Em entrevista ao programa “Poder e Política“, do UOL, o tucano detalhou sua proposta: “A Petrobras deveria ser dividida em empresas autônomas [e] uma holding. Aí, [em] cada caso, ou você vende, ou você abre o capital. O Banco do Brasil fez isso com alguma coisa na área de seguro. Deu certo. Eu não teria nenhum problema de desfazer, ou conceder, ou associar a Petrobras em áreas diversas, que ela não tem que estar”.

Do que a Petrobras deve se desfazer? “A meu ver ela não tem que produzir fio têxtil, não tem que fazer adubo necessariamente. Tem que ficar concentrada. A Petrobras tem 300 mil funcionários terceirizados. Isso é ‘imanejável’. Você criou um monstro, que não dá para governar”.

Para o senador paulista, a função básica da Petrobras é “prospecção, extração e produção de petróleo”. Esse núcleo deve “ser preservado” no âmbito do Estado. Por quanto tempo? “Pelo menos no horizonte de tempo das nossas gerações”. Mas faz uma ressalva, dizendo ser a favor de “abrir para mais produção, sob controle”, no sistema de concessões para grupos privados.

As declarações de Serra sobre a Petrobras foram dadas quando o assunto na entrevista foi o atual escândalo no qual se enredou a estatal, investigado pela Operação Lava Jato, da Polícia Federal. O senador respondeu sobre a posição defensiva do PSDB, e dele também, em eleições passadas a respeito de medidas que pudessem ser confundidas com a privatização pura e simples da maior estatal brasileira.

E como será a reação tucana, em uma próxima eleição, se comerciais do PT afirmarem que o PSDB deseja vender a Petrobras? “Vou dizer, primeiro, é mentira. Segundo, a política de vocês [PT] é que levou à destruição da Petrobras, que hoje é clara”.

E por que esse discurso não foi feito pelo PSDB em campanhas eleitorais passadas? “Acho que foi timidez, foi a conjuntura, a circunstância. Por exemplo, em 2010, quando eu fui candidato, você tinha o preço do petróleo nas nuvens. Tudo parecia dar certo”. Serra diz estar estudando todas as áreas de atuação da estatal para apresentar, “daqui um mês mais ou menos, uma proposta a respeito dos rumos da Petrobras”.

Aos 72 anos, o tucano tem uma longa carreira política. Já foi governador de São Paulo, prefeito de São Paulo, ministro do Planejamento e ministro da Saúde. Agora, no Senado, diz pretender não disputar uma nova eleição proximamente. “Não, pelo amor de Deus. Não há a menor possibilidade. Não vou me afastar do Senado”.

Na disputa pela Prefeitura de São Paulo, no ano que vem, Serra afirma que, “até agora”, pretende apoiar o tucano Andrea Matarazzo. “O Andrea sem dúvida é uma pessoa muito qualificada. Conhece bem a cidade”.

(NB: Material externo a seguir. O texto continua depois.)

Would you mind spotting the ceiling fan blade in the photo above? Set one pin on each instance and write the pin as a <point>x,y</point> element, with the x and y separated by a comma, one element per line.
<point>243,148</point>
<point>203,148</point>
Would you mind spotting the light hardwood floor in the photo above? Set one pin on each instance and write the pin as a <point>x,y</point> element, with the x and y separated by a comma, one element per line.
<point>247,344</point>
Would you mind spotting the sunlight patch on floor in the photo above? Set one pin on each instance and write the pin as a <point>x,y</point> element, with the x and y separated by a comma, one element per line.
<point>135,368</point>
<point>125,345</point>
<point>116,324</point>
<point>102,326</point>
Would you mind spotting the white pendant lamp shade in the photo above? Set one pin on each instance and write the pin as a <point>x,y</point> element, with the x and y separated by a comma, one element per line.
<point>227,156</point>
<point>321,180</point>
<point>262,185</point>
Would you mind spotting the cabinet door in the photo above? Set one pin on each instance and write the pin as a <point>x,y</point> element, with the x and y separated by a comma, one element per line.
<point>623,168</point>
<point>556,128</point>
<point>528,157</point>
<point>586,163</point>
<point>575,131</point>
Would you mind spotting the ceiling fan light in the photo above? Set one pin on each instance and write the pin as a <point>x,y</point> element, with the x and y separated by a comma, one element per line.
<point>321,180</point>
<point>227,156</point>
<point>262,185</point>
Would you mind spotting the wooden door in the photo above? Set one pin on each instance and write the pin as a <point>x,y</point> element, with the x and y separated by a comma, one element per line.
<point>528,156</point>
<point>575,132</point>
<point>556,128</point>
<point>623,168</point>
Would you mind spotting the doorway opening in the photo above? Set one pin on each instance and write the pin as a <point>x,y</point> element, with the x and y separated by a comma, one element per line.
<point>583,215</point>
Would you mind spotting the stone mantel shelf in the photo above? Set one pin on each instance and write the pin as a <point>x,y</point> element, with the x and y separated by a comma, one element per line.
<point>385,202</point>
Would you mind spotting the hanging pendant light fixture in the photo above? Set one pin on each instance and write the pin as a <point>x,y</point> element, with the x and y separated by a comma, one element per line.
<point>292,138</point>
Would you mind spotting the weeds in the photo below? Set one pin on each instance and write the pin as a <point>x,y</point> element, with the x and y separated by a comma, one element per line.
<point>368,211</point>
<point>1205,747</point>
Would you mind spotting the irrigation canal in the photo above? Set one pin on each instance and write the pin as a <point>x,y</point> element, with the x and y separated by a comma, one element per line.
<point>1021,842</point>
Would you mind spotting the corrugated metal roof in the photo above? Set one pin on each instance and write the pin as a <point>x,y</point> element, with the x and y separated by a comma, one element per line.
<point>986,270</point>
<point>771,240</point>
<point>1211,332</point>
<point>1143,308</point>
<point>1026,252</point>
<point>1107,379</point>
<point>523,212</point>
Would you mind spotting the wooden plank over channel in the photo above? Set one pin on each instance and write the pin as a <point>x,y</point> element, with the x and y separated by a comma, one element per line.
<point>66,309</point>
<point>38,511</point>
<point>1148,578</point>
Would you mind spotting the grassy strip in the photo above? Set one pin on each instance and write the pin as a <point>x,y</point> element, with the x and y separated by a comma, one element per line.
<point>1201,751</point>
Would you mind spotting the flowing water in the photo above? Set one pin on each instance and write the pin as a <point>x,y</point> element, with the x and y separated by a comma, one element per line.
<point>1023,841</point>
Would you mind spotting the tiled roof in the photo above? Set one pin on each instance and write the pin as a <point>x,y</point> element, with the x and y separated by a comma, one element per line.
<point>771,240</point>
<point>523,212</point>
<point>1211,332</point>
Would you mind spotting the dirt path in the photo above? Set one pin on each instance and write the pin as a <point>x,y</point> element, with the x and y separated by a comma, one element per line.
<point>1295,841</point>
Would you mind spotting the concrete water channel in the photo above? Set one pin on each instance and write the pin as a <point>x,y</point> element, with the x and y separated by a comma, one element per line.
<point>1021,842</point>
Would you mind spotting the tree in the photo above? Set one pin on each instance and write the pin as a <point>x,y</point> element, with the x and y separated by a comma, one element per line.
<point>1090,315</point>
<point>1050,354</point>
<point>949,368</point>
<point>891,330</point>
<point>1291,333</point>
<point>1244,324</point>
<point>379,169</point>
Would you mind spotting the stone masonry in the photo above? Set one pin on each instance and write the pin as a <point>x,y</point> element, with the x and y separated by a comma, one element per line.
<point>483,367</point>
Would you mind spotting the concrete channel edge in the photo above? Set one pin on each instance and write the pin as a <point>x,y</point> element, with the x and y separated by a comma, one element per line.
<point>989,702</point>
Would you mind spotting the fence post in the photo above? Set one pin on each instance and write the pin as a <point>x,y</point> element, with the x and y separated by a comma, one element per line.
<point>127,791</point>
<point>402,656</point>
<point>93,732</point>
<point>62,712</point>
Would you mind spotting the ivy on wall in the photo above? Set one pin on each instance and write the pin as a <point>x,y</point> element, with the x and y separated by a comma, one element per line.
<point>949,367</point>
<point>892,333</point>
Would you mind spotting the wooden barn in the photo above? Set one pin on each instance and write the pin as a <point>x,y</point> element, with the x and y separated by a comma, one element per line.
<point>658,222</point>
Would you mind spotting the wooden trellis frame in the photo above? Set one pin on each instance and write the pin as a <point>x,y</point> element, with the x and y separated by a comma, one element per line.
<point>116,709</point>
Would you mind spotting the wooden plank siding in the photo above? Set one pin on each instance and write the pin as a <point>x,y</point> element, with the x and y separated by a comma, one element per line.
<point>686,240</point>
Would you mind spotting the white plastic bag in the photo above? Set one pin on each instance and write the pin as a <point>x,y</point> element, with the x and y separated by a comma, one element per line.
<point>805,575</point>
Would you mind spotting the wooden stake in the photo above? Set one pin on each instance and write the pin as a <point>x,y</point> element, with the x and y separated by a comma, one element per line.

Serra não se manifesta sobre a eleição presidencial de 2018. Entre os tucanos, classifica como candidatos “plausíveis” Aécio Neves e Geraldo Alckmin. Mas “é muito cedo ainda para começar esse tipo de debate, de especulação”.

No trecho da entrevista em que o assunto foi a crise de falta de água em São Paulo, Serra defendeu seu colega tucano à frente do Palácio dos Bandeirantes, Geraldo Alckmin. “Não houve erro de planejamento que explicasse essa situação como fator determinante. O fator determinante é a falta de chuva, não tem conversa”.

O tucano acha que debate sobre o impeachment de Dilma Rousseff só prospera porque “quanto mais fraco o governo, menos chance tem de terminar o mandato”.